LM didn't submit a proposal for LRASM on LCS because LRASM is not yet mature or IOC. When the new deck launcher is ready for deployment, the Navy will hold another contract competition for a heavy long range surface launch ASCM that LM will compete for, against a new Boeing Harpoon Block 2 ER. I would expect LRASM to win.

The ideal loadout for both LCS and FFG(X) would be a high-low mix of NSM and LRASM.

Note that Navy budgetary plans call for purchasing only 12, 20, 20, 20, & 25 NSM in fiscal years 2018 (initial award quantity) through 2022, which is not near enough to equip all LCS in service by that date at 8 missiles per ship. Expect that the Navy is leaving enough room in its budget to start also buying LRASM within that timeframe. The surface launch LRASM with its Mk 114 booster is likely to go IOC by 2020.

Okay. The way you wrote it, I took that you knew they were going to put LRASM on the LCS. I must have not understood where you were coming from.

I'm not even sure if VLS LRASM is official for the Navy. I know LM has the cannister shot off the LCS and I would think that would be a sure thing at the appropriate time in development for DDG's and above. And other analysts have talked about adjusting the warhead weight to give LRASM extra range and to give it a multi use land attack properties (sort of circling back to the JASSM-ER range.) If something like that would happen I could see a VLS and a NSM in cannister. A layered effect that you describe. I don't think there is anyway a 4400# surfaced fired LRASM missile will go on the LCS. It's just got too much going on in that little space/weight margin.

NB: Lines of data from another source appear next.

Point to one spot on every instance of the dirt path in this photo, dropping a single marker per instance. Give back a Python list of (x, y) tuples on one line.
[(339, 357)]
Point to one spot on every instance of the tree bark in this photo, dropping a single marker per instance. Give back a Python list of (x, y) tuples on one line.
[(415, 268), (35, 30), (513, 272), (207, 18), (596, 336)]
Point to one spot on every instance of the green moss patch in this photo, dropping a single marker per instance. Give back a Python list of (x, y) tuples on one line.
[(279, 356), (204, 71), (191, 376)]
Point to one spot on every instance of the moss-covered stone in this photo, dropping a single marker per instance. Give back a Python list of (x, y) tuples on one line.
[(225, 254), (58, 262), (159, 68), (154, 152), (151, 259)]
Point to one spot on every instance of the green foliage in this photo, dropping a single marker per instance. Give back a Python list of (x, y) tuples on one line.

Perhaps if the Navy gets its way and goes with a LCS frigate it will have the space/weight. But they've already planned for NSM for the frigate so I suspect LRASM will be a no go unless they pick something other than an LCS. That's just my guess because I know they still want to go with an LCS version of the frigate.

But as you know just because a company touts an ability doesn't mean squat for what the Navy wants or plans. As far as LM applying for the oth on lcs, they absolutely applied and withdrew. That was reported in May of last year. I believe it was Harpoon that was withdrawn because the Navy wouldn't consider the radio link redirect. And I believe LRASM was withdrawn because it didn't qualify due to not being ready in time.

The Navy contracted with LM to develop the modified deck launcher, and tested it at White Sands Missile Range. This was not something that LM cooked uo and tried to sell the Navy. The Navy specifically seeks, under its Distributed Lethality strategy, to put its best long range ASCM on every warship it has. As Navy leaders like to say, "if it floats, it fights".

Why do you suppose the Navy didn't go ahead and install the old Mk 141 tubular deck launchers on the 14 LCS already delivered, when it has already decided, as reported per Kris's post here, that ALL LCS with be armed with "OTH missiles"? (note the Navy did not specify that all the OTH missiles will be NSM). Obviously the Navy didn't want to buy and install the old launcher when it intended instead to install the new launcher.

Also, Raytheon published illustrations a couple weeks ago, after being awarded the OTH contract, of the NSMs mounted in twin, 4-cell launchers mounted on the decks of both LCS variants. Neither launcher illustrated was the old tubular Mk 141, but rather was a new style square tube launcher that just happens to look like the new LM-designed deck launcher for LRASM.